Crypto in Q1 — Bear Markets, Politics & Regulation
The first quarter of the year is wrapped up, and a lot has happened in that time. As you’ve probably gathered from the image above, Dubai has a considerable amount to do with it…
Here’s the most notable things that we observed throughout Q1, and what we think traders can look out for in the coming quarter.
What we saw in Q1:
A Major Crypto Drop Off
With 2022 in its mere infancy, crypto markets started to take a considerable fall. By the end of the first week of the year, Bitcoin had lost over $6k of its value, and continued to tumble in the weeks ahead. Two considerable and notable sell off points occurred in both mid-January and towards the end of February — the former looking like a major bear market, and the latter being influenced by geopolitical events occurring in Eastern Europe. While Bitcoin has bounced back to its position at the beginning of the year, it hasn’t been without its trials and tribulations.
The likes of Solana, Polkadot and Polygon all lost at least half of their value at their lowest points, while Ethereum and Dogecoin lost at least 40%. Ethereum started the year close to the $3.8k mark, and fell to $2.2k at its lowest. It has been a three month period where there has been much instability and a lot of eyes on the crypto world — and not always for the better. This has manifested itself in some of the market levels.
Crypto Can’t Exempt Itself from Politics
Crypto has always been an entity that exists on its own two feet. It is decentralized by its very nature, and is not under the jurisdiction of any governments or central institutions. However, in the first period of 2022 we came to see how crypto cannot exist in its own world, and the politics of the day will have an impact on the market should events be significant enough.
Throughout the beginning of 2022, there was a political situation unraveling in Eastern Europe that resulted in the full scale invasion of a sovereign country. For those in the crypto world that believed crypto could exist as an entity away from the strings attached to the political world, this such instance proved otherwise. Markets dropped significantly, and though a counter-argument can be made about the speed of its recovery from this drop (and subsequent opportunities that crypto created in a time of conflict) it was clear that cryptocurrencies were not exempt from the storms felt in parliaments.

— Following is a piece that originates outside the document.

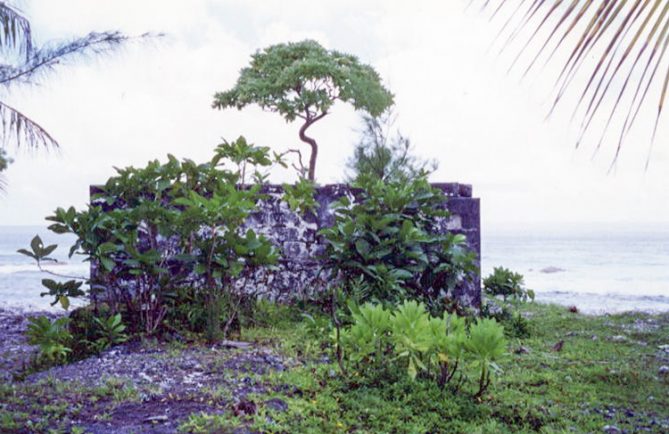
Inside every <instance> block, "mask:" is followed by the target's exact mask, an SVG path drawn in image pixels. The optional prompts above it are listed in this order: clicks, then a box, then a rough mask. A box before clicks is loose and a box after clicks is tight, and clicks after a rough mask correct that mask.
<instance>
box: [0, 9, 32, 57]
mask: <svg viewBox="0 0 669 434" xmlns="http://www.w3.org/2000/svg"><path fill="white" fill-rule="evenodd" d="M32 49H33V38H32V33H31V30H30V22H29V21H28V20H27V19H26V18H25V17H24V16H23V15H21V14H20V13H19V12H18V11H17V10H16V9H15V8H13V7H12V6H10V5H8V4H7V3H5V2H0V50H2V51H5V52H7V51H12V52H14V53H17V54H20V55H23V56H24V58H28V57H29V56H30V54H31V53H32Z"/></svg>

To that end, we saw an intertwining of both crypto and politics to the greatest degree that we have ever seen in Q1:
New Crypto Regulation, and the Creation of Opportunities
Crypto and Politics was a hot topic in Q1, undoubtedly fueled by the introduction of crypto regulation in some significant countries across the world. India made significant moves towards clamping down on crypto use, introducing a 30% income tax. The United States President Joe Biden ordered a review into the use of cryptocurrencies, as well as the opportunities they can bring, so we must watch this space with the findings. However, not all moves made by governments were with the aim of restricting crypto use.
Dubai has accelerated its position as something of a world crypto hub, not in spite of its recently introduced regulations but, actually, because of them. Dubai want to be the home of crypto, and have introduced a regulatory watchdog to ensure that there is ‘maximum transparency and security for investors’ in the sector. This has been interpreted as a very positive step, and has created a mandate for the crypto industry to operate freely but fairly in the region. The move has already attracted some major crypto players to the region.
In the height of war, Ukraine legalized cryptocurrencies and began accepting them as a means of donation. While this may seem like an opportunistic moment to push through such legislation, the move appears to be born out of realizing how crypto can circumvent some financial aspects to continue operating in a conflict situation — something that can’t always be guaranteed by centralized banking systems. More, this was a means of the Ukrainian government ensuring that its citizens could access their assets. With that in mind,
Looking ahead to Q2
It would be a surprise if this was the end of the crypto and politics conversation, and we feel that there is plenty more to come from moves made by governments to regulate the industry. Moves made by India and Dubai — although contrasting in their nature — show that there is a debate to be had about how cryptocurrencies can be welcomed into society, and how politics can ensure that its scope of influence remains fair and in the interests of traders. Watch this space for more moves.
One thing that experts are predicting is bullish sentiment in the markets. Prices are, according to avoid traders, currently well below their true value as a result of the Q1 value drops. This provides newcomers to certain markets with an opportunity to purchase crypto at a price that is lower than what they may have paid only a few months ago. When this approach is adopted en masse, you can expect to see a bull run.
Alluding to the point regarding the introduction of more regulation, not only may we see more enter the market, we can expect to see what the impact of already introduced regulation will be. We have seen that more and more cryptocurrency companies are adopting Dubai as their home, owing to the favorable conditions that the Emirate have created for both crypto companies and traders themselves. It will be interesting to observe what impact this has on Indian crypto companies and traders, as the impact of the 30% income tax will start to be felt. Early signs show that transaction volumes are falling already, and can no doubt be expected to continue falling.
With that said, it would be a surprise to see falling crypto prices continue, especially in the context of bullish market sentiment. This is particularly true in the context of crypto’s history — drops in value have for the most part been met by rallies in value. There’s never a bad time to get started in crypto, but if you’re looking for an ideal time, now might just be it.